Aquaponics is the practice of growing plants in water instead of soil, while fish also live in that same water. The basic idea is that the waste from the fish feed the plants their essential nutrients, while the plants purify the water for the fish.
One of the considerations you need to make when setting up an aquaponic farm is what kind of fish for aquaponics to use. There are a lot of fish that are well-suited to aquaponics, such as goldfish, tilapia, and koi. Here we explore the bluegill, and see why bluegill aquaponics is such a natural choice to make.
Bluegills are one of the most popular types of fish to grow in an aquaponics system. They are small freshwater fish that measure approximately 5 - 12 inches, and weigh around 1 lb. They have an oval shape, and are usually a dark green color, with darker vertical stripes.
Bluegills like to live in shallow waters, surrounded by plenty of vegetation and hiding places such as logs. This makes bluegills one of the best fish to raise in a aquaponics system - their natural habitat is markedly similar to that of the aquaponic set up. Moreover, bluegills are known to be quite sturdy, and can peacefully coexist with other fish, such as largemouth bass, catfish, and goldfish - both of which are also popular choices for aquaponic systems.
Feeding times tend to cluster around dawn and dusk. Bluegill in aquaponic settings will need to be fed by the farmer. Depending on how much time and money you want to invest in your aquaponics system, you can buy ready-made fish food or you can construct your own diet for them. Omnivorous fish do not require a lot of protein - aim for it to comprise about 30% of their diet.
In an aquaponics system, food can be sprinkled into the fish tank a few times a day, and the bluegill should be allowed to feed as much as they'd like in a 10 second time frame. After 10 seconds, scoop up the remaining food and remove it from the tank.
Having the right temperature for bluegill aquaponics is not a problem since they do best in cold water, but can also survive just fine in warm water, as long as the temperature doesn't rise too much. 18 to 26 degrees Celsius seems to be the optimal range.
Temperature affects oxygen levels in the tank - a higher temperature means lower oxygen saturation. Bluegill fish need high oxygen saturation levels to thrive, so it is worth taking extra care in the summer to ensure the temperature remains stable and doesn't rise to adversely affect their wellbeing. Similarly, the pH remains above 6 for optimal bluegill health.
Bluegill grow relatively fast. In just one year, they can reach a weight of one pound and a length of up to 12 inches. It takes two years for them to reach breeding size if they are properly looked after and fed. Their length makes them ideal for storage in DIY fish tanks, and also means they are big enough to fill a plate, but not overwhelm it.

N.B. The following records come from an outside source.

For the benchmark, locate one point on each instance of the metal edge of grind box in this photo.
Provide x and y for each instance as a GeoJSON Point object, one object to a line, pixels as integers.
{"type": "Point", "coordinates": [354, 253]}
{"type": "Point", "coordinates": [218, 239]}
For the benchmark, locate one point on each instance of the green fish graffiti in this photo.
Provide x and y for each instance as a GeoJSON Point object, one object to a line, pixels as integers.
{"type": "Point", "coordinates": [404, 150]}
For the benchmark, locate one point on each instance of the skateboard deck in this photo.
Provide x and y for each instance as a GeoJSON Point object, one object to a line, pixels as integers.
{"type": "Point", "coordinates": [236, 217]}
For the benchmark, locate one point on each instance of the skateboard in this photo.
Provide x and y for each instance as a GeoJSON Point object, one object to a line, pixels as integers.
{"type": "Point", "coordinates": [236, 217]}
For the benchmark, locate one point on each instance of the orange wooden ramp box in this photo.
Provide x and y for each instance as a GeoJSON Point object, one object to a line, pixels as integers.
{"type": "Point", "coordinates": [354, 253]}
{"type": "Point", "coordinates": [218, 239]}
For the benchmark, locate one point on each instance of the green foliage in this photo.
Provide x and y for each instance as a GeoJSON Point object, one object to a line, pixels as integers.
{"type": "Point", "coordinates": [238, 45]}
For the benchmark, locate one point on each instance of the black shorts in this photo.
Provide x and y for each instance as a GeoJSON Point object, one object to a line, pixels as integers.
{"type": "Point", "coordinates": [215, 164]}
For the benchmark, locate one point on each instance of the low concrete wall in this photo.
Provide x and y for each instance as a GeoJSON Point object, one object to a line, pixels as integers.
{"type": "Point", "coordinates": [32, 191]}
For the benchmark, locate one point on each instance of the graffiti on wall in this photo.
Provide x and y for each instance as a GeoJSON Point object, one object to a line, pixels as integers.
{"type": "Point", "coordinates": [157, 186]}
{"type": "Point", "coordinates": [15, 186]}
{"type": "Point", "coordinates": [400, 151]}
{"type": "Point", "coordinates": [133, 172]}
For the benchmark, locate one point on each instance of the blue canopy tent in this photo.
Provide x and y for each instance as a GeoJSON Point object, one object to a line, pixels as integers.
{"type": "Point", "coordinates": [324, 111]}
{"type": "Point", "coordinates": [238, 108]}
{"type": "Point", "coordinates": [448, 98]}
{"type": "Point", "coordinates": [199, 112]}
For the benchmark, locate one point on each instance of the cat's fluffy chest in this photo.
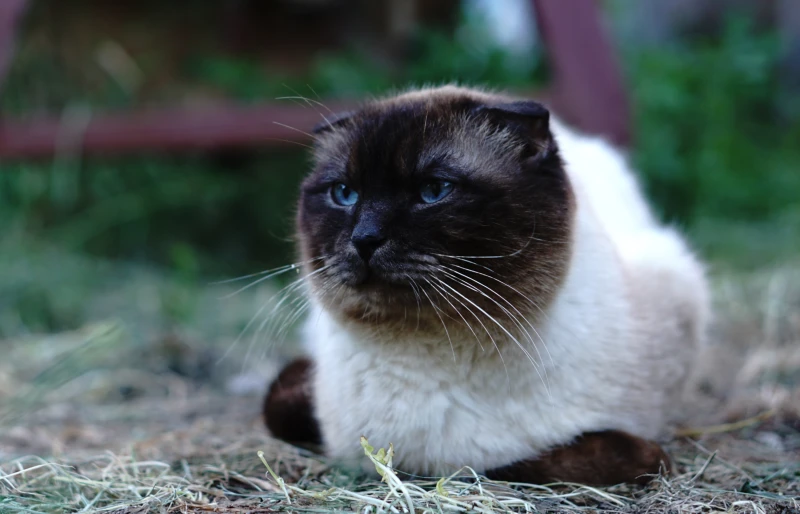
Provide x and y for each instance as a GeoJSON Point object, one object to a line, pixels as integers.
{"type": "Point", "coordinates": [440, 418]}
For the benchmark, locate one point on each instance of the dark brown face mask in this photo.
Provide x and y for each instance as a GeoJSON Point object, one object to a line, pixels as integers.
{"type": "Point", "coordinates": [444, 192]}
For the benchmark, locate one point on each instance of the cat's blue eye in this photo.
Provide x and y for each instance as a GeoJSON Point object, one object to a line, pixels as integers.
{"type": "Point", "coordinates": [344, 195]}
{"type": "Point", "coordinates": [435, 190]}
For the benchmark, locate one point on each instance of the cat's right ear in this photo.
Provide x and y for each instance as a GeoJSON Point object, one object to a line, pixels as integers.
{"type": "Point", "coordinates": [332, 122]}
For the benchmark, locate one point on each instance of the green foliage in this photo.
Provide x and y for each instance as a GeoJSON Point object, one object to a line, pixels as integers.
{"type": "Point", "coordinates": [712, 145]}
{"type": "Point", "coordinates": [715, 151]}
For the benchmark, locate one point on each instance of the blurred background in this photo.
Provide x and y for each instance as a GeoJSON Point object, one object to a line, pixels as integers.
{"type": "Point", "coordinates": [149, 150]}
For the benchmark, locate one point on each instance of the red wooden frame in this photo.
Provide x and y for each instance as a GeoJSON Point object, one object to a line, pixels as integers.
{"type": "Point", "coordinates": [587, 90]}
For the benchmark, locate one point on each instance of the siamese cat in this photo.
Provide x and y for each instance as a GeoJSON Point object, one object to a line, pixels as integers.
{"type": "Point", "coordinates": [490, 289]}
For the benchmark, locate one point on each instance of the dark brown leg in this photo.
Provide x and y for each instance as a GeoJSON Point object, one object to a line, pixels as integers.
{"type": "Point", "coordinates": [595, 458]}
{"type": "Point", "coordinates": [288, 406]}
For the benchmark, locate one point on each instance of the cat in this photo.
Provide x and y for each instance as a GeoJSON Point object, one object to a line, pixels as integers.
{"type": "Point", "coordinates": [490, 289]}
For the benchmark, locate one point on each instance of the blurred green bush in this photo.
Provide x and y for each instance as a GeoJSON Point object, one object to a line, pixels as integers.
{"type": "Point", "coordinates": [716, 151]}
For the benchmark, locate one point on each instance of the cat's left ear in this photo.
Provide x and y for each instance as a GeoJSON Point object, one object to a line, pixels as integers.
{"type": "Point", "coordinates": [528, 118]}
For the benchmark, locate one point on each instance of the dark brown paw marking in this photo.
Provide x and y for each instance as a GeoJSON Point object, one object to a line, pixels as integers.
{"type": "Point", "coordinates": [289, 405]}
{"type": "Point", "coordinates": [595, 458]}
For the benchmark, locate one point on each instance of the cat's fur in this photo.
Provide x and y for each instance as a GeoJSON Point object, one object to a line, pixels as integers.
{"type": "Point", "coordinates": [608, 305]}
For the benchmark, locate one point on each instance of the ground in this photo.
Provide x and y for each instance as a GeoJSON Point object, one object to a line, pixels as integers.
{"type": "Point", "coordinates": [128, 415]}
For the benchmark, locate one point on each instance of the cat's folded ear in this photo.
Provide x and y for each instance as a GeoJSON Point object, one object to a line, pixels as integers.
{"type": "Point", "coordinates": [526, 117]}
{"type": "Point", "coordinates": [332, 122]}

Bluegill fish are omnivorous. In situ, they typically subsist on a diet of insects, snails, zooplankton (a favorite of baby bluefish), and other fish and their eggs. Vegetation and algae are also on the menu at times, but only when there isn't another more appetizing option available.
The more fish you have in your aquaponic system, the less they grow. This is because they are competing over feed and space, and so will remain on the smaller side. Young bluegills need to eat about 7% of their body weight every day. This percentage decreases, however, as they mature into adulthood.
The typical bluegill lifespan is cut short due to harsh conditions. However, in aquaponic systems, where there is no risk of predation or shortage of food, you can expect these fish to live up to 5 or 6 years.
Three main subspecies of bluegill are currently recognized. The northern bluegill, which is found in several freshwater bodies across the continent of North America. Conversely, the coppernose bluegill is more frequently seen in Florida, but has also been distributed to private ponds as an introduced species. There is also a Southwest subspecies which is very similar in appearance to the northern bluegill, but just smaller in size.
There are several reasons why bluegill aquaponics makes a lot of sense. Some have already been touched on previously.
One downside to keep in mind when deciding whether to use bluegill in your aquaponics system is that after breeding, they have the tendency to cannibalize their own young - meaning you will need to separate the eggs and babies into their own tanks so the adult fish don't eat them.
If you're starting out in aquaponics and are looking for a reliable, low-maintenance fish, the bluegill is a good candidate, due to its natural suitability for the environment, peaceful nature, and meaty body composition.